Some beginner questions regarding the Nucleotide problem of exercism.io

I’ve read the Basics of elixirschool only, so I have some questions regarding the Nucleotide problem of exercism.io.

Please take a look at https://paste.ofcode.org/37ZCKNYPTJbpFwcVLdMYRan

  1. What’s the purpose of @nucleotides under the defmodule declaration?
  2. Why does that tag mention A, C, G, T preceded by a question mark?
  3. What is wrong, or how to correct my counthelper implementation?
  4. What is the best source where I can have a more detailed esplanation than in elixirschool (i.e.) with examples?

https://elixir-lang.org/getting-started/module-attributes.html#as-constants

  • Why does that tag mention A, C, G, T preceded by a question mark?

https://elixir-lang.org/getting-started/binaries-strings-and-char-lists.html#utf-8-and-unicode

i.e.

  • What is the best source where I can have a more detailed explanation than in elixirschool (i.e.) with examples?

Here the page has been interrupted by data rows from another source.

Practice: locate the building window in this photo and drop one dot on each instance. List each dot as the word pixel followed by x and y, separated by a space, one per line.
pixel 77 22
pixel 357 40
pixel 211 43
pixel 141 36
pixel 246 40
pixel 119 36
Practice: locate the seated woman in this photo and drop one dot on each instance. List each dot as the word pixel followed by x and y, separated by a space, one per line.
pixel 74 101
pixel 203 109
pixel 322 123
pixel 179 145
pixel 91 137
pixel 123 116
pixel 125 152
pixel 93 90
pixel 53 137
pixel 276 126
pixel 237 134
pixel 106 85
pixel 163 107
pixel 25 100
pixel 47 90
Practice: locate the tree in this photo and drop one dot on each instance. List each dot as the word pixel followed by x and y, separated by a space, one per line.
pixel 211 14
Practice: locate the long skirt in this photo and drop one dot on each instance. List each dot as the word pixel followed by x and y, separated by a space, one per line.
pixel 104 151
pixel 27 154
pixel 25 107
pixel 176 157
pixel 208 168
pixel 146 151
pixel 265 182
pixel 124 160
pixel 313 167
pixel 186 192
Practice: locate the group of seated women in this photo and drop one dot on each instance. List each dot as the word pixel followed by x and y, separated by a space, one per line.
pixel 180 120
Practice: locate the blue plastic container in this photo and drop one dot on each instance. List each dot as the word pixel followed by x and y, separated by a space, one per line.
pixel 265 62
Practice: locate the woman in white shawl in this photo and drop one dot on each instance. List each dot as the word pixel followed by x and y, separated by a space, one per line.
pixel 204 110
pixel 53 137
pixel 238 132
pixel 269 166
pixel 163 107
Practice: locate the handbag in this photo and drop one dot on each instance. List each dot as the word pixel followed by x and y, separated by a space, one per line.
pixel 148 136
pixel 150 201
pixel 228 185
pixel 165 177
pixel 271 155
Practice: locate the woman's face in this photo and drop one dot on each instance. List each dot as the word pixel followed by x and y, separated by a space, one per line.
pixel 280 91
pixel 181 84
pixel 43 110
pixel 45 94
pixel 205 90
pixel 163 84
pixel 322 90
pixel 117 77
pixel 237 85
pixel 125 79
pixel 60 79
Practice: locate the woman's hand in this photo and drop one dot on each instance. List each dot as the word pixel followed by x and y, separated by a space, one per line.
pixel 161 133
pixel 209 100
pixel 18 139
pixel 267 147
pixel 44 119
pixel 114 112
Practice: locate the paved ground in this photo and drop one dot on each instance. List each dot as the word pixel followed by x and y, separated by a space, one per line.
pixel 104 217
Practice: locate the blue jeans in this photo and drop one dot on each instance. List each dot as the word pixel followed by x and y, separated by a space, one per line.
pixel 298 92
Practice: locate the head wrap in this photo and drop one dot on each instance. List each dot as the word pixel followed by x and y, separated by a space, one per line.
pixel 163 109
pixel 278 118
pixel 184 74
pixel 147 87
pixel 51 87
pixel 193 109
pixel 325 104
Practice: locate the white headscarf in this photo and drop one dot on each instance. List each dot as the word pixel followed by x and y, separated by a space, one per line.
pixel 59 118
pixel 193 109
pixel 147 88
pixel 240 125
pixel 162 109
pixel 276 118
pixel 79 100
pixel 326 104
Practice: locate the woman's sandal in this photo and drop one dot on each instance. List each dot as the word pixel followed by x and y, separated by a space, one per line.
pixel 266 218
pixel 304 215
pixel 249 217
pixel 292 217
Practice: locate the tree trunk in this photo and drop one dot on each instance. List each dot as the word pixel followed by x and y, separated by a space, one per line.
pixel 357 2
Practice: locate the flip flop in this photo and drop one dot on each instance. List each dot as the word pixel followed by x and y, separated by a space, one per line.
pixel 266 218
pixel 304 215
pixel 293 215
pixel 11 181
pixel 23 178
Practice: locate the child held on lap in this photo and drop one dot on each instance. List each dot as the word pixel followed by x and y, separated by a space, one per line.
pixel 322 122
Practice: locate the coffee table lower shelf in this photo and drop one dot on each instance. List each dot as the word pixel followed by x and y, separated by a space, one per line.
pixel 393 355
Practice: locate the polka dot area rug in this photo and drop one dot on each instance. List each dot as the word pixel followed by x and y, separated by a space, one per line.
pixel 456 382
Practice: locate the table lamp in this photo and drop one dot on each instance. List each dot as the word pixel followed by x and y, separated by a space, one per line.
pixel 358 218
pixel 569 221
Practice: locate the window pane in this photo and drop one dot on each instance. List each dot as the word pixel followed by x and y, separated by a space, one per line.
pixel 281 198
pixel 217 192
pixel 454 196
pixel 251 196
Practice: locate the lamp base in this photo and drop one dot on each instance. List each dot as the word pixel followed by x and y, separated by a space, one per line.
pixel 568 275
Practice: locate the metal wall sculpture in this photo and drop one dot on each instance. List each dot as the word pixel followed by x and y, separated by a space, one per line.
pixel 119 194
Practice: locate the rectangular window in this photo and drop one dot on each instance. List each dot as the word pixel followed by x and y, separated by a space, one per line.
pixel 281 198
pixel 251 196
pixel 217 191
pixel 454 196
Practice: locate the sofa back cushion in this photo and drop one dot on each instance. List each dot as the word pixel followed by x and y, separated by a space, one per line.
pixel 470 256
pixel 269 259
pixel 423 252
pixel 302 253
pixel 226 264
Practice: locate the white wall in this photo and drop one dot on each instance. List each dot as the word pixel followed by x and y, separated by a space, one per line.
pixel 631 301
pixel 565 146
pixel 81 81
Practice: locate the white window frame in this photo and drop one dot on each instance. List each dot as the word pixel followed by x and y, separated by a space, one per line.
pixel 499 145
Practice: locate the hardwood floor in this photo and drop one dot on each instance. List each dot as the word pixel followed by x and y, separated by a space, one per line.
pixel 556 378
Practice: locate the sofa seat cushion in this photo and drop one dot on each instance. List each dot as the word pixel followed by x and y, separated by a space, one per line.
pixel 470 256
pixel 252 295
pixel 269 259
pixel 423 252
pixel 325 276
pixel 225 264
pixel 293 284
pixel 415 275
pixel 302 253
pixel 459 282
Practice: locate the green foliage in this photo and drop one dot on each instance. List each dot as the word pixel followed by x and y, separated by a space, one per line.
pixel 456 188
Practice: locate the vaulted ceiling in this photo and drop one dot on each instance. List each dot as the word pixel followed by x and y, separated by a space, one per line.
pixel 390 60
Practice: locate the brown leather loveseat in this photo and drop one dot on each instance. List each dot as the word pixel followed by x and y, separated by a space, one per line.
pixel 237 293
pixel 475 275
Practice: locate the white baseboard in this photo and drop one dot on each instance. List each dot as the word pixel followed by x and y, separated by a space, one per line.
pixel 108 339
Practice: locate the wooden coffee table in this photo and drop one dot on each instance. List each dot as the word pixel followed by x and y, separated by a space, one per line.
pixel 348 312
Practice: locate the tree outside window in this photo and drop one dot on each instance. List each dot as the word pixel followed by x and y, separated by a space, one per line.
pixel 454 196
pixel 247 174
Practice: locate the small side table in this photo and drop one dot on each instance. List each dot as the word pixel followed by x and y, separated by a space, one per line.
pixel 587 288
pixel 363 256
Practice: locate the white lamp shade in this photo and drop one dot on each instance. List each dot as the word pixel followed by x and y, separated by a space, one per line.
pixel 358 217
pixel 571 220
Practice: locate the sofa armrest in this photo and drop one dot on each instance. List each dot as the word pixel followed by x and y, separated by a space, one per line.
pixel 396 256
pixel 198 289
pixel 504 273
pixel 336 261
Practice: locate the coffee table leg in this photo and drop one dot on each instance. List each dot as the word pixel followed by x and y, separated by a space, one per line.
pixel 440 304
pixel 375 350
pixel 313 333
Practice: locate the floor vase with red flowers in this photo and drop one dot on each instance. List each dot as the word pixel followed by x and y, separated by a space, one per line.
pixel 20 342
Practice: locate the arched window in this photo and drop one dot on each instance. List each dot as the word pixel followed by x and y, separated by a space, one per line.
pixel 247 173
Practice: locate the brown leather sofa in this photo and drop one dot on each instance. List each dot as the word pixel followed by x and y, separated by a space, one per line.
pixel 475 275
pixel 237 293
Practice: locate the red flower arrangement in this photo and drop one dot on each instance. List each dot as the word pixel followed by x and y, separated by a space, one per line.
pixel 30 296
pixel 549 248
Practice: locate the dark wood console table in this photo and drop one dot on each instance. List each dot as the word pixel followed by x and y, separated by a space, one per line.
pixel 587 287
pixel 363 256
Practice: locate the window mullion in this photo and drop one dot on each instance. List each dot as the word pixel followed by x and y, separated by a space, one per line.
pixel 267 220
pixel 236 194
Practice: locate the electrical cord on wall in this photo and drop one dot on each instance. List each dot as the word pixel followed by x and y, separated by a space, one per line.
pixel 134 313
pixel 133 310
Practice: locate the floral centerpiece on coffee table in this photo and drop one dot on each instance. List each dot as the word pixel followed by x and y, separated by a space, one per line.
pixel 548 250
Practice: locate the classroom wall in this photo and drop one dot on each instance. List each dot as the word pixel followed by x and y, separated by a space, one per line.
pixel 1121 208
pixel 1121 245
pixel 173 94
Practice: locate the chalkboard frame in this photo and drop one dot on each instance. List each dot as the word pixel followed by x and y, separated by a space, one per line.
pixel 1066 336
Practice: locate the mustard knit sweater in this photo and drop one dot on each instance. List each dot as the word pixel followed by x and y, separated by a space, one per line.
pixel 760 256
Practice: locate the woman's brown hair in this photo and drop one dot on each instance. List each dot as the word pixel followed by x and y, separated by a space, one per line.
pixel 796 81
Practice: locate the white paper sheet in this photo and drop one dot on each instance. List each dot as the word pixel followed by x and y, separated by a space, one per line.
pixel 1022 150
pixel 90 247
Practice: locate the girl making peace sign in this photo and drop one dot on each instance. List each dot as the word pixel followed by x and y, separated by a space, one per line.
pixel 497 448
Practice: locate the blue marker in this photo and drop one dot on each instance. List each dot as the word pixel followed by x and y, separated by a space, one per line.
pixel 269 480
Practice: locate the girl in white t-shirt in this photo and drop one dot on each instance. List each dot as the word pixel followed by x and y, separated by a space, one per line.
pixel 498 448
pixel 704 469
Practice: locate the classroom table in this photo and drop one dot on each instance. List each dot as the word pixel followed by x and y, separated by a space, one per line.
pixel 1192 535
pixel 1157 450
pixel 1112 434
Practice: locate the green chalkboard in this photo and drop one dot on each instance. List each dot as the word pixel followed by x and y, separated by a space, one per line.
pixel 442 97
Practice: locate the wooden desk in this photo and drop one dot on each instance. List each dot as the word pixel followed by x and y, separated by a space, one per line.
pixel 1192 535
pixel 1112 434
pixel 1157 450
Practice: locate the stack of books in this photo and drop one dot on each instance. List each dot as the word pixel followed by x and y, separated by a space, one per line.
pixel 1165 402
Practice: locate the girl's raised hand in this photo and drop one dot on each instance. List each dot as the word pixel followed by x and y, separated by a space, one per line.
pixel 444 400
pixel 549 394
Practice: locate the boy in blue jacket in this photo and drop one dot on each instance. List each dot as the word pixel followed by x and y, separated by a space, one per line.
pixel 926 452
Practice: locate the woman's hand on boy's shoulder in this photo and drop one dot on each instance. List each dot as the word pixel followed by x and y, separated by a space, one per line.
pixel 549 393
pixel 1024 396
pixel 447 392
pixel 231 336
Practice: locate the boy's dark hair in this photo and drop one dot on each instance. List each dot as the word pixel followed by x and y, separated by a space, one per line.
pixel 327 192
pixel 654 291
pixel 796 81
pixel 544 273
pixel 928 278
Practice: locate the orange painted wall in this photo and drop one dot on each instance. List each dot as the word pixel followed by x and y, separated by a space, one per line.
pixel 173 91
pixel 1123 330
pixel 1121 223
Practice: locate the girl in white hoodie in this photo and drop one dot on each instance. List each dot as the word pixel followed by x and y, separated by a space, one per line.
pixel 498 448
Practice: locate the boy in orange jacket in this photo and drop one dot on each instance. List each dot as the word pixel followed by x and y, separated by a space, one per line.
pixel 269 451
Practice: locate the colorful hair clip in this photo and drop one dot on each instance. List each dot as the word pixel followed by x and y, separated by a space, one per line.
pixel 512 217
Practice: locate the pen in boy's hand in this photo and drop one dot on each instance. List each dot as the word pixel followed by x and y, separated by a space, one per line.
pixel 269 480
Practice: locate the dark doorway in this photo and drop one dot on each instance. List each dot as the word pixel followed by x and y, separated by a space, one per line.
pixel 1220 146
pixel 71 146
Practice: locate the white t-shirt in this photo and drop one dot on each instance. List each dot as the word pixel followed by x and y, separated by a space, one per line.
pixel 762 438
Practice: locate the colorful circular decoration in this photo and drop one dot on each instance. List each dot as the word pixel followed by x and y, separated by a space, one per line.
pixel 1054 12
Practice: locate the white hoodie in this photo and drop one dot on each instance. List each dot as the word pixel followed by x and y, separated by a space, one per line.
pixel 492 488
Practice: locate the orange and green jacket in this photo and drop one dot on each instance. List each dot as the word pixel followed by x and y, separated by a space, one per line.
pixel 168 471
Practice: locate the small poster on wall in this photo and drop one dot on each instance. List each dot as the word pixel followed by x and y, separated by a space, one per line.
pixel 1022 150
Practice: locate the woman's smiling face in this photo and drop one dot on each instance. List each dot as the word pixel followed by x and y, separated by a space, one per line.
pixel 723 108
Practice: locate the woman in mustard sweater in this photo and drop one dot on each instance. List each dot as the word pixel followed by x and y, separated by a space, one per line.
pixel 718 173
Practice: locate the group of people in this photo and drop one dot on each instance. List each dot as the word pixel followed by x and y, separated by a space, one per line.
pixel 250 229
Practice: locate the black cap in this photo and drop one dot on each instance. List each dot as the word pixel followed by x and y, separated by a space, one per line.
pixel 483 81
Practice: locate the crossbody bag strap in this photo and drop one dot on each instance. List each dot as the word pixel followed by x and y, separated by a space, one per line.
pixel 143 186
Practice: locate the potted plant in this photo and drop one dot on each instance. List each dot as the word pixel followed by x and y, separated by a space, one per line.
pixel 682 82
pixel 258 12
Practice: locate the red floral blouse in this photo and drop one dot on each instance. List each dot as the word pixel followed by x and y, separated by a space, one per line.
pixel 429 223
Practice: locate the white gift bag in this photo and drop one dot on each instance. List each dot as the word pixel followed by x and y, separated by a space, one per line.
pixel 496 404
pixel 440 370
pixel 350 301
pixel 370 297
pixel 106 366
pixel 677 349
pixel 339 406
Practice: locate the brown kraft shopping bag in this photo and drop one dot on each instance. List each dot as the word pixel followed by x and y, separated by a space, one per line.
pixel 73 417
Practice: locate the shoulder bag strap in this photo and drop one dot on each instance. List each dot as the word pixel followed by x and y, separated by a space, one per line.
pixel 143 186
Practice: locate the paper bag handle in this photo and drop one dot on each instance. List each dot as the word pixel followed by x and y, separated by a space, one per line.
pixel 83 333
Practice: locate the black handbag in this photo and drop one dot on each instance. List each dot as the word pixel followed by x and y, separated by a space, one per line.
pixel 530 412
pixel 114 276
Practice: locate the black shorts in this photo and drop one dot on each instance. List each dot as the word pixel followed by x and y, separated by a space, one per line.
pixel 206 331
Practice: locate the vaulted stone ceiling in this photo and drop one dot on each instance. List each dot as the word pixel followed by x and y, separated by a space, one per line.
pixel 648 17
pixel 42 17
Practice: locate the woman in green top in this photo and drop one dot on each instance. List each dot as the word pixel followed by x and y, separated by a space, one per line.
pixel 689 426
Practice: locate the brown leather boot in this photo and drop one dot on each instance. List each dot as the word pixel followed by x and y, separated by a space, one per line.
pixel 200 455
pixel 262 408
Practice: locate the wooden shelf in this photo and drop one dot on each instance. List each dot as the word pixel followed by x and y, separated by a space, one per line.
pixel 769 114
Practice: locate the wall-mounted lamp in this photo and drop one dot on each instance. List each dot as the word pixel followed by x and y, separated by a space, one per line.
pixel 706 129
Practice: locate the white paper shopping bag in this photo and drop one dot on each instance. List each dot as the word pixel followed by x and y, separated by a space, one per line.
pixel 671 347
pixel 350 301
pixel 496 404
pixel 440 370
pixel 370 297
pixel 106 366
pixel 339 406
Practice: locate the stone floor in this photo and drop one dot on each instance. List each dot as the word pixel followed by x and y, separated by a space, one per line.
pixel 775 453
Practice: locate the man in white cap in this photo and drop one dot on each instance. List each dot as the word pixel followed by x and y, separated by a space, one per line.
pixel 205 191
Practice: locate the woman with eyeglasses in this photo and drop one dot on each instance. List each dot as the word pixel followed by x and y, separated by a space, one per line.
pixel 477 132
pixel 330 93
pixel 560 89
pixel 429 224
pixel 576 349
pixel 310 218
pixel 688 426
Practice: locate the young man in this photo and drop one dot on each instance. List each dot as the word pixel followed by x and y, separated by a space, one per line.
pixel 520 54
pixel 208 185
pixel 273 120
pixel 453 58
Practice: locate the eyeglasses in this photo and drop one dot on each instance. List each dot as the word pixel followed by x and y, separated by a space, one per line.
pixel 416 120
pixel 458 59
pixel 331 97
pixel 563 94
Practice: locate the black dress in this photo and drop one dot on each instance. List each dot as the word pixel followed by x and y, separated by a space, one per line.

The “best” varies from person to person. But I don’t think you can go wrong with

First pass:

# file: nucleotide_count.exs
defmodule NucleotideCount do

  def counthelper(c, strand, nucleotide) do
    [hd | tl] = strand
    cond do
      hd == nucleotide -> counthelper(c + 1, tl, nucleotide)
      length(tl) != 0 -> counthelper(c, tl, nucleotide)        # 2.) Need (length tl) or length(tl)
      true -> c
    end
  end

  def count(strand, nucleotide) do
    counthelper(0, strand, nucleotide)
  end
end # 1.) added missing module "end"

IO.inspect(NucleotideCount.count('AATAA', ?A))
IO.inspect(NucleotideCount.count('AATAA', ?T))

But still:

$ elixir nucleotide_count.exs
** (MatchError) no match of right hand side value: []
    nucleotide_count.exs:5: NucleotideCount.counthelper/3
    nucleotide_count.exs:18: (file)
    (elixir) lib/code.ex:677: Code.require_file/2
$

i.e. [hd | tl] = strand the match fails when the list is empty - the code never gets to length(tl) != 0

quick fix: Pattern Matching

# file: nucleotide_count.exs
defmodule NucleotideCount do

  def counthelper(c, [], _) do
    c # ran out of strand - return count
  end
  def counthelper(c, strand, nucleotide) do
    [hd | tl] = strand
    cond do
      hd == nucleotide -> counthelper(c + 1, tl, nucleotide)
      length(tl) != 0 -> counthelper(c, tl, nucleotide)
      true -> c
    end
  end

  def count(strand, nucleotide) do
    counthelper(0, strand, nucleotide)
  end
end

IO.inspect(NucleotideCount.count('AATAA', ?A))
IO.inspect(NucleotideCount.count('AATAA', ?T))
$ elixir nucleotide_count.exs
4
1
$

But we can do better …

# file: nucleotide_count.exs
defmodule NucleotideCount do

  def counthelper(c, [], _),
    do: c                                                        # ran out of strand - return count
  def counthelper(c, [hd|tl], nucleotide) when hd == nucleotide, # 1. move pattern match to function head
    do: counthelper(c + 1, tl, nucleotide)                       # 2. extend pattern with a guard
  def counthelper(c, [_|tl], nucleotide),                        # 3. here we know "hd" isn't the "nucleotide"
    do: counthelper(c, tl, nucleotide)                           # we don't care about the "hd" so we use "_" instead

  def count(strand, nucleotide),
    do: counthelper(0, strand, nucleotide)

end

IO.inspect(NucleotideCount.count('AATAA', ?A))
IO.inspect(NucleotideCount.count('AATAA', ?T))

guards
named functions and do/end blocks

The whole thing may look a bit more familiar this way:

# file: nucleotide_count.exs
defmodule NucleotideCount do

  def counthelper(c, strand, nucleotide) do
    case strand do
      [x|xs] when x == nucleotide ->
        counthelper(c+1,xs,nucleotide)
      [_|xs] ->
        counthelper(c,xs,nucleotide)
      _ ->
        c
    end
  end

  def count(strand, nucleotide),
    do: counthelper(0, strand, nucleotide)

end

IO.inspect(NucleotideCount.count('AATAA', ?A))
IO.inspect(NucleotideCount.count('AATAA', ?T))

And then there is

# file: nucleotide_count.exs
defmodule NucleotideCount do

  def count(strand, nucleotide) do
    n_accumulate = fn
      x,c when x == nucleotide -> c + 1
      _,c -> c
    end
    List.foldl(strand, 0, n_accumulate)
  end

end

IO.inspect(NucleotideCount.count('AATAA', ?A))
IO.inspect(NucleotideCount.count('AATAA', ?T))

List.foldl/3
Enum.reduce/3

Defining Multiple Clauses In An Anonymous Function

8 Likes

Maybe You can replace cond with function head pattern matching.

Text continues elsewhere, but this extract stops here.